Part (a): Find the work done by each force.

Solution:

Since there is no vertical motion, no vertical acceleration. Therefore, vertical forces do no work.

Resolving vertically: Reaction $R =$ Weight $= 80$ N

Since horizontal motion is at constant speed, there is no horizontal acceleration. Therefore, resultant horizontal force is zero.

Resolving horizontally: Tension $T =$ Friction $F = 30$ N

The horizontal distance moved = 3 m

• Work done by tension: $T \times x = 30 \times 3 = 90$ J
• Work done against friction: $F \times x = 30 \times 3 = 90$ J
• Work done by weight and reaction: 0 J (perpendicular to motion)
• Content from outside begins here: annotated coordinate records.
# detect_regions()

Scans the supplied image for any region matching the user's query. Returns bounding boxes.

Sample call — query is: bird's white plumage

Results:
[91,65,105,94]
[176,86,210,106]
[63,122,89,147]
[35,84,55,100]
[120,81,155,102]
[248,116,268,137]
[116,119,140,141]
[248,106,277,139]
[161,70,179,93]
Part (b): Find the power exerted by the tension.

Solution:

$P = T \times v = 30 \times 0.2 = 6 \text{ W}$

The power generated by the tension is 6 watts.

Worked Example 4: Car on Slope with Resistance

A car of mass 1 tonne (1000 kg) travels from rest up a slope at 30° to the horizontal with constant acceleration against a constant resistance of 400 N. At the top of the slope, it has speed 10 m s$^{-1}$ and the engine is working at 58 kW. Take $g = 9.8$ m s$^{-2}$.
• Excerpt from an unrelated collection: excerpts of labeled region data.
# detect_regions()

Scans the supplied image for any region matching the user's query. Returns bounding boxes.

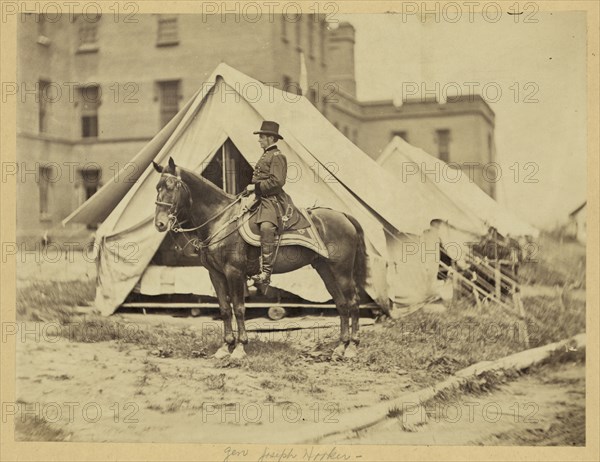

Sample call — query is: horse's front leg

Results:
[209,271,235,359]
[226,268,248,359]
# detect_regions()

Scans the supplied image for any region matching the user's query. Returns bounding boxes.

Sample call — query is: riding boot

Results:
[252,242,276,285]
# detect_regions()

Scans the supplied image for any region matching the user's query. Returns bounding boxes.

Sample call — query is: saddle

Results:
[238,195,329,258]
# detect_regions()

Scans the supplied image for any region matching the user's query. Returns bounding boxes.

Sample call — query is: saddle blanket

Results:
[239,208,329,258]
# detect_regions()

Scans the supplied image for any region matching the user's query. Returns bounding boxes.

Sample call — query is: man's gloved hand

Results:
[242,183,256,196]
Find the length of the slope.

Solution (Method 1: Using work and energy):

At top of slope: Power = $T \times v$

$58\,000 = T \times 10$

$T = 5800 \text{ N}$

Let the length of the slope be $x$ metres.
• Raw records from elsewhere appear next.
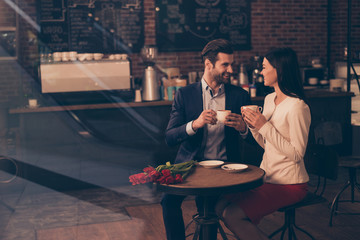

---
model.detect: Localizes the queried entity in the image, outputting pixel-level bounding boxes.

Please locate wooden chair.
[329,156,360,227]
[269,144,338,240]
[0,156,18,212]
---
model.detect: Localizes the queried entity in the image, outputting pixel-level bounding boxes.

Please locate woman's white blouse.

Using right-angled triangle: vertical height gained = $x \sin 30° = 0.5x$ m

KE gained: $\frac{1}{2}mv^2 = \frac{1}{2} \times 1000 \times 10^2 = 50\,000$ J

Work done by engine: $T \times x = 5800x$ J

Work done against resistance: $R \times x = 400x$ J

Energy equation:

Work done by engine = KE gained + GPE gained + Work done against resistance

$5800x = 50\,000 + 1000 \times 9.8 \times 0.5x + 400x$

$5800x = 50\,000 + 4900x + 400x$

$5800x = 50\,000 + 5300x$

$500x = 50\,000$

$x = 100 \text{ m}$

Solution (Method 2: Using Newton's second law):

Component of weight down slope: $mg \sin 30° = 1000 \times 9.8 \times 0.5 = 4900$ N

Equation of motion parallel to slope:

$T - R - mg \sin 30° = ma$

$5800 - 400 - 4900 = 1000a$

$500 = 1000a$

$a = 0.5 \text{ m s}^{-2}$

Using $v^2 = u^2 + 2as$ with $u = 0$, $v = 10$:

$10^2 = 0 + 2 \times 0.5 \times x$

$100 = x$

$x = 100 \text{ m}$

The length of the slope is 100 metres.

Note: Both methods give the same answer, demonstrating the consistency of physics principles.